Two PFCs known as PFOS and PFOA were produced by 3M from the 1950s until 2002. Until the 1970s, they were disposed in landfills in the east metro, where they leached into the groundwater and the Mississippi River.

Legislators had plenty of questions about the settlement, ranging from whether small amounts of PFCs really pose a health threat to whether $850 million will be enough to cover all the state's needs.

Some legislators wanted to know more about habitat restoration projects mentioned in the settlement. Chairman Dan Fabian, R-Roseau, voiced concern that money could be used to build fishing piers.

DNR assistant commissioner Barb Naramore said that's one possibility.

"We know that there are many people in the east metro that fish either for recreationally or for subsistence," Naramore said. "The purpose of a fishing pier under this natural resource damage settlement, if built, would be to provide those people to access to non-PFC contaminated fish."

Rep. Rick Hansen, DFL-South St.

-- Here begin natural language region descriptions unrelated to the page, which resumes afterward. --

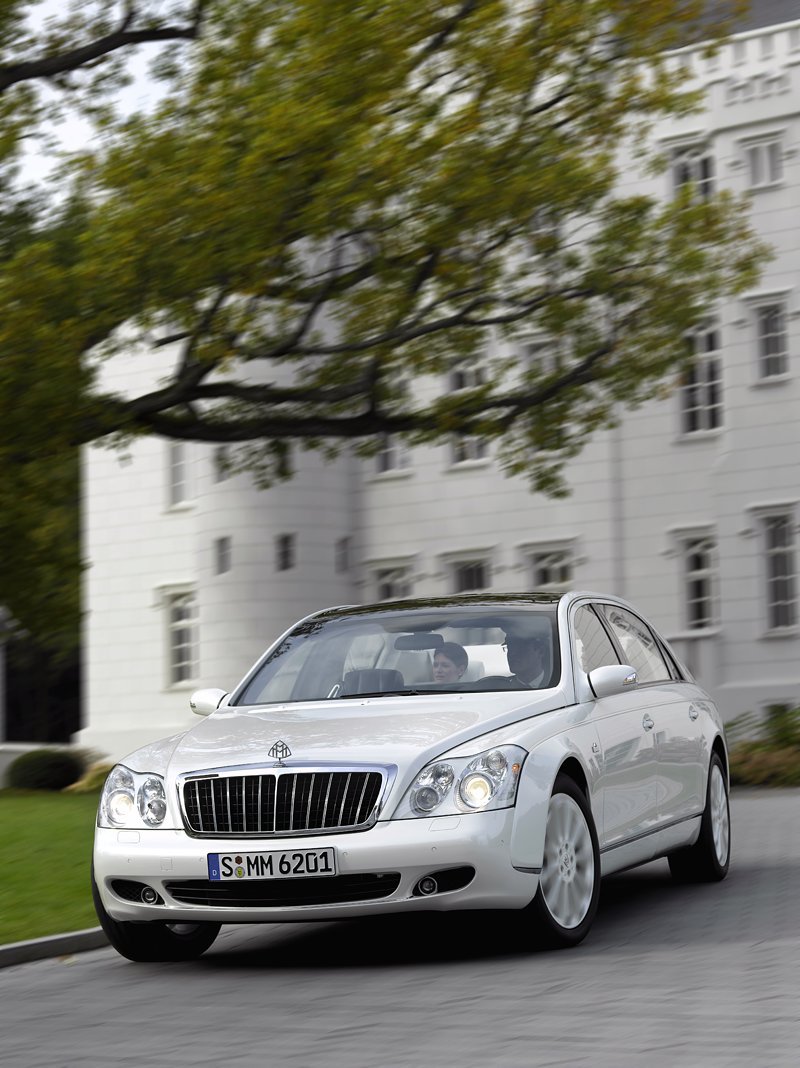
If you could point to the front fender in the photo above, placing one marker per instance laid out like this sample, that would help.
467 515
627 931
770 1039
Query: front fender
536 786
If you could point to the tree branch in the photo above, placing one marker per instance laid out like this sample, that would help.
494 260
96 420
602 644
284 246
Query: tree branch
48 66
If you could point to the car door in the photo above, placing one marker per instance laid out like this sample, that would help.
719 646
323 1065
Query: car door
627 757
668 704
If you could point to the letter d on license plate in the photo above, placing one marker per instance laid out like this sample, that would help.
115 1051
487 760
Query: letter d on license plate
288 864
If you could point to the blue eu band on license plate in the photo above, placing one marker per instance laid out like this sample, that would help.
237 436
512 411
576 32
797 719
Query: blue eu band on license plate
283 864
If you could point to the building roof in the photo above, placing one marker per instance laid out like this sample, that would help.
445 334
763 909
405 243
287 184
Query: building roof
768 13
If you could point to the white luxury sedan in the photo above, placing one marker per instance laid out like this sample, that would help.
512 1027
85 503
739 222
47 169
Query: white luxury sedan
480 752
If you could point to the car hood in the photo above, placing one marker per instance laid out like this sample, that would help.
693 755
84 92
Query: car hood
404 731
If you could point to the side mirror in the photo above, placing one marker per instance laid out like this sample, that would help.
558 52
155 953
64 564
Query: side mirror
612 678
205 702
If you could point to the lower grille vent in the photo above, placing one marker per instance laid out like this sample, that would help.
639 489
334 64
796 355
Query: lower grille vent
254 893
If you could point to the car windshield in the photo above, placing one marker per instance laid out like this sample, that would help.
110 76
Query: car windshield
381 652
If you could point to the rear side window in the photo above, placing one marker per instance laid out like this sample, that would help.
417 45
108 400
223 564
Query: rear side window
593 646
638 643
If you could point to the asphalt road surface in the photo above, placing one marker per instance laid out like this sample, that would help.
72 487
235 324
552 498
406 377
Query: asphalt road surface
690 976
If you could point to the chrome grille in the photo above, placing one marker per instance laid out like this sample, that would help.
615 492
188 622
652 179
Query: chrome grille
281 802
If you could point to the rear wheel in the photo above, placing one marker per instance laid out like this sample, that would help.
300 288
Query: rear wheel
154 941
708 859
566 900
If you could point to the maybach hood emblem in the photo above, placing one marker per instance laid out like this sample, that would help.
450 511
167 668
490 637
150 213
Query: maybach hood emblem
280 751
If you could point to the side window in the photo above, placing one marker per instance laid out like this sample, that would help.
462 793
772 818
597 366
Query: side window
639 645
592 644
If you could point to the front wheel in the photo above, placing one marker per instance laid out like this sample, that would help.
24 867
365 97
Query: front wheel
708 859
154 941
566 900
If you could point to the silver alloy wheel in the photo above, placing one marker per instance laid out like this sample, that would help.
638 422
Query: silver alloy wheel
719 814
567 878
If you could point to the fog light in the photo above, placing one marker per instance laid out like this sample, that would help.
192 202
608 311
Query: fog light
427 885
476 789
425 799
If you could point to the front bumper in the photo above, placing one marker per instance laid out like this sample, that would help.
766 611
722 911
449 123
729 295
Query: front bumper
413 848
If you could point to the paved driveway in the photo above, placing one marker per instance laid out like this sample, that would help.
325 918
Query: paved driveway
670 976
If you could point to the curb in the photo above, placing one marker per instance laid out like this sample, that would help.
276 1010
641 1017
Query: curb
52 945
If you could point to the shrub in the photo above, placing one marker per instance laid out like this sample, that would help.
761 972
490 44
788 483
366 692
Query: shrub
765 751
92 779
45 769
754 765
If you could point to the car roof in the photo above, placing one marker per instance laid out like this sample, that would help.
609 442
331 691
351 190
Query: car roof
533 598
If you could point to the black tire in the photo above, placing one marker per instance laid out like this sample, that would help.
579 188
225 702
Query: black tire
566 900
709 858
154 941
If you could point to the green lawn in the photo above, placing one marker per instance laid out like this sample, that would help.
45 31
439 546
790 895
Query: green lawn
46 857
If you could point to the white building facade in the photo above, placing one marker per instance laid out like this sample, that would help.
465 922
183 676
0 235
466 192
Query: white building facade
690 507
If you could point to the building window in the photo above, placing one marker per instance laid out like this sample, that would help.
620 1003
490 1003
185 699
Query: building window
466 378
781 570
393 455
222 554
552 568
470 575
177 472
765 162
700 580
182 626
342 555
392 583
701 393
221 464
284 552
772 345
468 446
693 165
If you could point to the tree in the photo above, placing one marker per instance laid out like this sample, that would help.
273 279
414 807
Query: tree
71 60
336 195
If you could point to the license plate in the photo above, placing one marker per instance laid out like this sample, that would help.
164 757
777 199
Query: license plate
286 864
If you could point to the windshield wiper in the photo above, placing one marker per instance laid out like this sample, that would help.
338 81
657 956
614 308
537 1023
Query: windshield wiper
406 691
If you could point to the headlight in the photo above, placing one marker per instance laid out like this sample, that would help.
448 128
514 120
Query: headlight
470 784
132 799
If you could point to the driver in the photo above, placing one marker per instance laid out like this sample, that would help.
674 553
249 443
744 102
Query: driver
527 659
450 662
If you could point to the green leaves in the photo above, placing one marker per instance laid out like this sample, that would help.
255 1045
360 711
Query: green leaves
336 195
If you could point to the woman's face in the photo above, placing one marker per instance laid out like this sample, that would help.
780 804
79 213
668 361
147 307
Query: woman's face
444 670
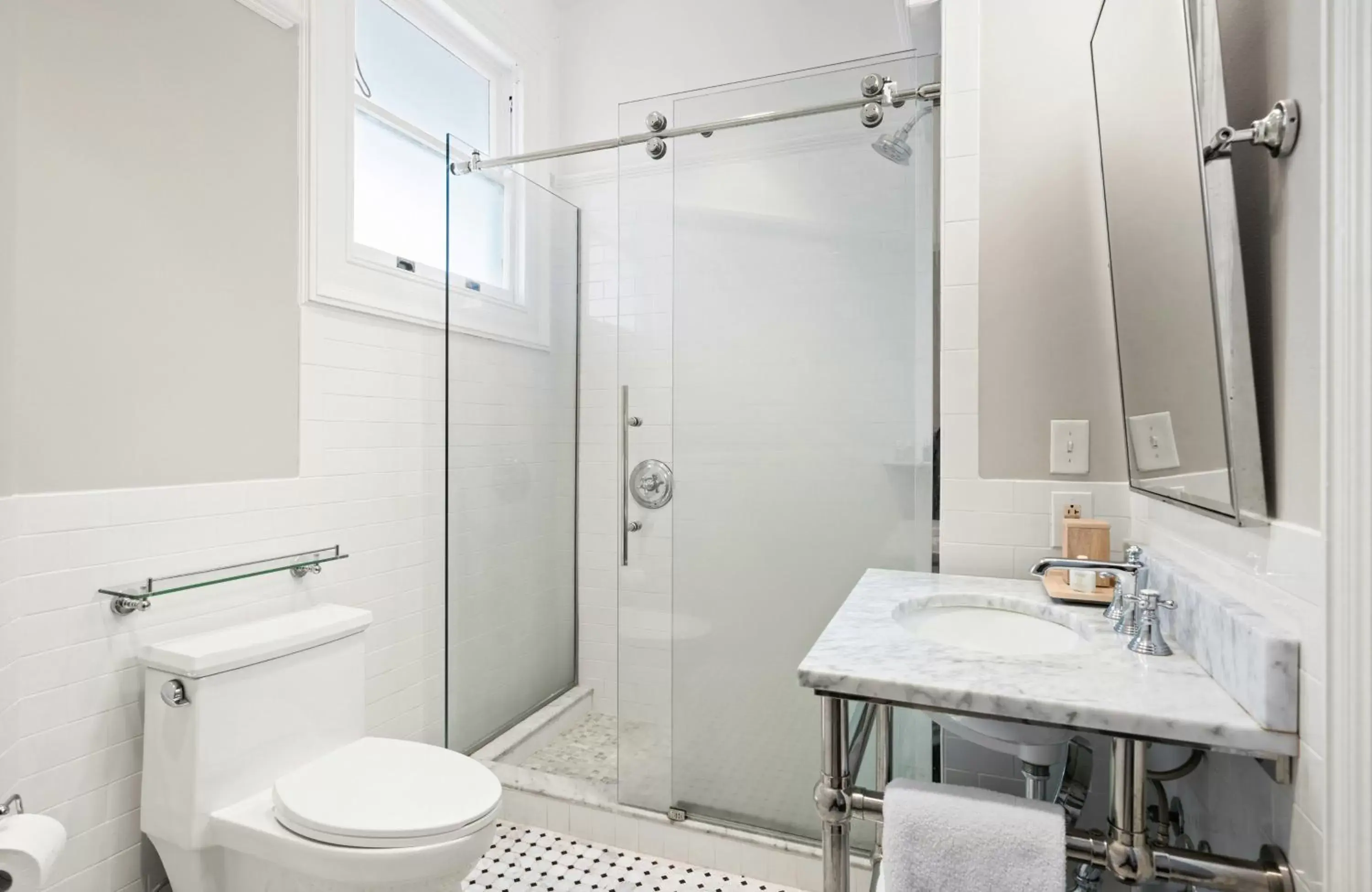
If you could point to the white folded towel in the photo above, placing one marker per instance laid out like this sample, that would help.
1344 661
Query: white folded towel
938 838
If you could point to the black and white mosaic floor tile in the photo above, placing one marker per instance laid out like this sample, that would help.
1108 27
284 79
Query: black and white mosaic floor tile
529 860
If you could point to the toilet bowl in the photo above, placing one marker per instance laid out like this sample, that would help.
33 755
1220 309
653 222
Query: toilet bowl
257 773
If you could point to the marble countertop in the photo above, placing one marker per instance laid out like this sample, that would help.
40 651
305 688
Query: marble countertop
1101 687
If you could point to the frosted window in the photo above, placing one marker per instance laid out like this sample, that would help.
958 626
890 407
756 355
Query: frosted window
397 194
398 205
418 80
478 220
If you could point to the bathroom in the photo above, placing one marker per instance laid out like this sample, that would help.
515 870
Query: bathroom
567 481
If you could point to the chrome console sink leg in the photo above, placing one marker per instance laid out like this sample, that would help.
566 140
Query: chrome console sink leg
833 794
1128 853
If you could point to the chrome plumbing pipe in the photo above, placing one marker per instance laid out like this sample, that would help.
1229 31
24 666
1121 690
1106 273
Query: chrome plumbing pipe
1124 851
1128 853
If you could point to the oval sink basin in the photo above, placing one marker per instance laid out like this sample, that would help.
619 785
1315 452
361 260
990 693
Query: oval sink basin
987 629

Paul, said he wished the case had gone to trial so many of the questions about PFC contamination could have been answered in a courtroom.

Hansen said he wants to make sure the settlement money goes to east metro residents whose drinking water was affected.

"I am very concerned to make sure that there are strong guardrails on these funds," he said. "We have recent history where funds get borrowed from with the promise to get paid back and then they don't get paid back, or they just get taken."